So, the issue as related to piracy is not necessary that people would never change their behavior, its just that the cost of monitoring behavior and enforcing currently existing law/creating new law to effect such a behavioral change ("don't pirate stuff") is extraordinarily high. Right now, the strategy of the media industry appears to be to spend money under the presumption that the amount of money they spend enforcing/lobbying/trying to pass laws to prevent piracy makes economic sense: they will gain/save more money than they spend. This seems unlikely, but probably people have punched the numbers for these companies and concluded that this is the case. The radical alternative approach is to completely rethink the distribution and pricing scheme, and focus less on margins but more on quantity--distribute the content to as many people as possible, but make fewer $/product.

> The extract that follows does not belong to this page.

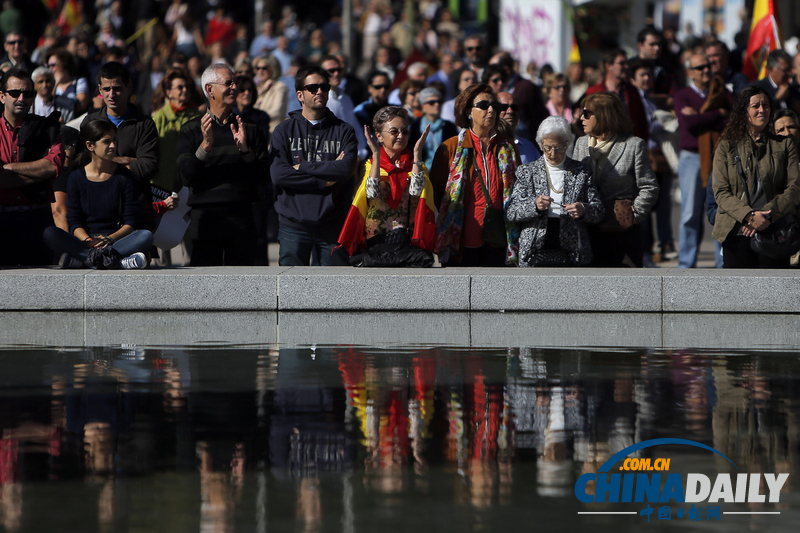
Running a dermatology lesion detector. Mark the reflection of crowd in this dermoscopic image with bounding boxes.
[0,4,800,268]
[0,347,800,531]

To impose that would require either some fairly revolutionary thinking in companies that have repeatedly shown a hesitancy to innovate (and would require them to abandon a strategy now that still makes hefty profits), or to make media companies hurt to such an extent that they have no alternative (which, right now, does not appear to be happening).




Right now, the strategy of the media industry appears to be to spend money under the presumption that the amount of money they spend enforcing/lobbying/trying to pass laws to prevent piracy makes economic sense: they will gain/save more money than they spend. This seems unlikely, but probably people have punched the numbers for these companies and concluded that this is the case.

Of course it's the case: their endgame is to get governments to criminalize all copyright infringement and get the taxpayer to pay for all that. Of course, the balance for society as a whole is well in the red, but why should they care?

But the worst is not the economic costs, but the (much more important IMHO) costs in terms of human rights, such as freedom from censorship, privacy, access to a indispensable medium, etc.